Wenn viele Menschen den „natürlichen Tod“ der HLW vorziehen

Das Konzept der Herzdruckmassage zur Förderung des Blutkreislaufs bei Herzstillstand geht auf das Jahr 1878 zurück, als es erstmals in Versuchen an Katzen beobachtet wurde. Doch erst 1959 wendeten Forscher an der Johns Hopkins University diese Methode erfolgreich beim Menschen an. Die Einfachheit der Technik stieß auf große Begeisterung, wie die Forscher erklärten: „Jeder kann jetzt überall Herzwiederbelebungsmaßnahmen einleiten. Alles, was man braucht, sind zwei Hände“.

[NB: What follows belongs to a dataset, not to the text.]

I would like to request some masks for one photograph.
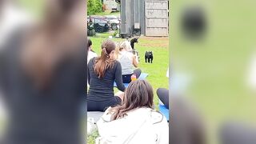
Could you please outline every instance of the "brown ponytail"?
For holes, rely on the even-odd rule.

In den 1970er Jahren wurde die Herz-Lungen-Wiederbelebung für die breite Öffentlichkeit eingeführt, so dass sie zur Standardreaktion bei Herzstillstand wurde. Eine Zertifizierung für die HLW wird heute häufig von Berufsgruppen wie Flugbegleitern, Trainern und Babysittern verlangt. Der Reiz der HLW liegt in der Vorstellung, dass der Mensch in den Sterbeprozess eingreifen und den Tod von einem unumkehrbaren Ereignis in etwas Kontrollierbares verwandeln kann. Stefan Timmermans, ein Soziologe, der sich intensiv mit der HLW befasst hat, erklärt:

„Dies ist der wahrhaftigste aller Notfälle, und man gibt den Menschen das einfachste aller Verfahren.“

Timmermans räumt jedoch auch ein, dass diese Vorstellung zu schön sein kann, um wahr zu sein.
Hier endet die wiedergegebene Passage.